自閉スペクトラム症の子どもの言語スキルはどのように高められるのでしょうか?

[吹き出し部分] (左上) ママ!ボール投げた! (右上) あら!ボールを投げたんだね! (右下) 赤いボールを投げたんだね! – 赤いボールを投げたんだね (左下) ボールを取ってきてくれる? – いいよ!

相手との双方向のやりとりは、ことばの発達の土台になります。例えば、一人が話しかければ、すぐにもう一人もそれに応答します。もし、自分の問いかけに対して相手が5分も経った後に返答してきたら、とても不自然に感じるでしょう。また、相手がこちらの問いかけとは全く無関係な話題を脈絡なく返してきた場合も、びっくりするかもしれません。ある話題に即した反応をただちに返すことは「随伴的反応」(contingent response) と呼ばれます。養育者が子どもに対して随伴的反応を示すことは、子どもの言語発達を支える重要な要素のひとつだといわれています。随伴的反応は、特に自閉スペクトラム症 (Autism Spectrum Disorder; ASD) をもつ子どもとの関わりにおいて重視されています。

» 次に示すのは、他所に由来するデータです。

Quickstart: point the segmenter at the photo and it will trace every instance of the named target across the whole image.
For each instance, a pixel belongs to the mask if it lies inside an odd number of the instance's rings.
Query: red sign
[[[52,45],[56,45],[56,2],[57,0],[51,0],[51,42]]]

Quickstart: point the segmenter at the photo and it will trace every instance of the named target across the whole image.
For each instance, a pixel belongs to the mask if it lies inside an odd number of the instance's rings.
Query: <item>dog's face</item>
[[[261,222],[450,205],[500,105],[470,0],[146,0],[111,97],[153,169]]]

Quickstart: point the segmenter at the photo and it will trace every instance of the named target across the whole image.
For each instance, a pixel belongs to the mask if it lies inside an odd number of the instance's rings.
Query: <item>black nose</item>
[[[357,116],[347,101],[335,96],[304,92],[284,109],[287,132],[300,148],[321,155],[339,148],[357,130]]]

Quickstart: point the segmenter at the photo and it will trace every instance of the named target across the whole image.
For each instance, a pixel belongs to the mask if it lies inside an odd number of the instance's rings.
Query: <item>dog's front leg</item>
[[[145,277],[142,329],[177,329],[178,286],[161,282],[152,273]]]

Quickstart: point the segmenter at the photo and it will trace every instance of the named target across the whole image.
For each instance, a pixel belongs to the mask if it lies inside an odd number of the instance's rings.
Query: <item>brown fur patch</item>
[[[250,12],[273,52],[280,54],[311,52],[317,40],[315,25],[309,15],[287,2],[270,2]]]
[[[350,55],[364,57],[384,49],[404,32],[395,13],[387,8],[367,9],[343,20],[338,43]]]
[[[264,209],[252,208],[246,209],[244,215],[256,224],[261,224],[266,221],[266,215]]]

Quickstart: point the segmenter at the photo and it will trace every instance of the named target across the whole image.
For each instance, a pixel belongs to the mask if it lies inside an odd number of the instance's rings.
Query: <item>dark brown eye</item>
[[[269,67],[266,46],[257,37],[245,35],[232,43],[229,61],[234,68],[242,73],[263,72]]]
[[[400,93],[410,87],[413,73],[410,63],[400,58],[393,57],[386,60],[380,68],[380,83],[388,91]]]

ASDとは、いわゆる発達障害の一種であり、他者との社会的コミュニケーションにおいて特徴的な点が見られるといわれています。ASDをもつ人は、相手の目を見たり、会話におけるターンテイキング (話す-聴くの順番を交互に入れ替えること) を維持したりすることが難しい場合があります。随伴的反応は、このような特性をもつASD児の言語発達を支援するのに役に立つと考えられています。やりとりを続けたり、話題に沿って話したりする体験に繋がるからです。

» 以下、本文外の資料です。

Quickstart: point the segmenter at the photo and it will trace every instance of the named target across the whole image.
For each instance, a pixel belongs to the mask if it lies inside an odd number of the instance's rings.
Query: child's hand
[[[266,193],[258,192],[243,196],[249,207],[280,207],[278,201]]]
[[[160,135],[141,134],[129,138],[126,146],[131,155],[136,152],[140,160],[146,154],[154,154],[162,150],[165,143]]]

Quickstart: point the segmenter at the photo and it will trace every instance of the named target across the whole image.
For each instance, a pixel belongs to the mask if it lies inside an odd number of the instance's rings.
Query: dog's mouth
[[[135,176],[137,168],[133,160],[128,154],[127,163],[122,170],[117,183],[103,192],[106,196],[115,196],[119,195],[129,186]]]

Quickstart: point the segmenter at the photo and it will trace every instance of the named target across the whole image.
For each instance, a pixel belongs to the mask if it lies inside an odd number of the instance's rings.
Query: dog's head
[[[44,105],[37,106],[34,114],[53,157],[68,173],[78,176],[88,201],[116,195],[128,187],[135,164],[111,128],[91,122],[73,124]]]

このときに大切なのは、子どもと同じ目線になることです。たいていの場合、子どもとの時間は姿勢を低くして、床に近い位置でとることになるでしょう。こうした時間は、他者とやりとりするための土台となる力を育むことに繋がります (「フロアタイム」(floor time) と呼ばれることもあります)。ここで重要なのは、子どもの発言や行動に「随伴的」に応答することです。例えば、子どもが 「イヌ」と言ったとき、その言葉の意味を広げて 「うん、ふわふわしているだね」と返したり、子どもの発話をそのまま繰り返して「イヌだね」と発話したりするといった方法が考えられます。子どもの発話にすぐに返すこと、そして、子どもの発話に関連する内容にすることが大切です。

もちろん、仕事や家事をしながら一日中しっかり子どもの相手をすることは難しいかもしれません。ですが、一日のなかで少しだけでもこのような時間をつくることが、発達の支援に繋がる可能性があります。「他者とやりとりすることの楽しさ」をお子さんと共有できるといいですね!

科学的な参考資料:

Haebig, E., McDuffie, A., & Weismer, S. E. (2013). Brief report: Parent verbal responsiveness and language development in toddlers on the autism spectrum. Journal of Autism and Developmental Disorders, 43(9), 2218-2227.

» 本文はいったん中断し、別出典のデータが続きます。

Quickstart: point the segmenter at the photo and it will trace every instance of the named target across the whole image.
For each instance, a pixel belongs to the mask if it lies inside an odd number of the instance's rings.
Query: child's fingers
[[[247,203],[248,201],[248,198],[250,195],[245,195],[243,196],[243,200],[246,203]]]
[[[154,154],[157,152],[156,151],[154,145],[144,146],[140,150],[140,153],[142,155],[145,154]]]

Siller, M., & Sigman, M. (2002). The behaviors of parents of children with autism predict the subsequent development of their children’s communication. Journal of Autism and Developmental Disorders, 32(2), 77-89.

Goldstein, M. H., & Schwade, J. A. (2008). Social feedback to infants’ babbling facilitates rapid phonological learning. Psychological Science, 19(5), 515-523.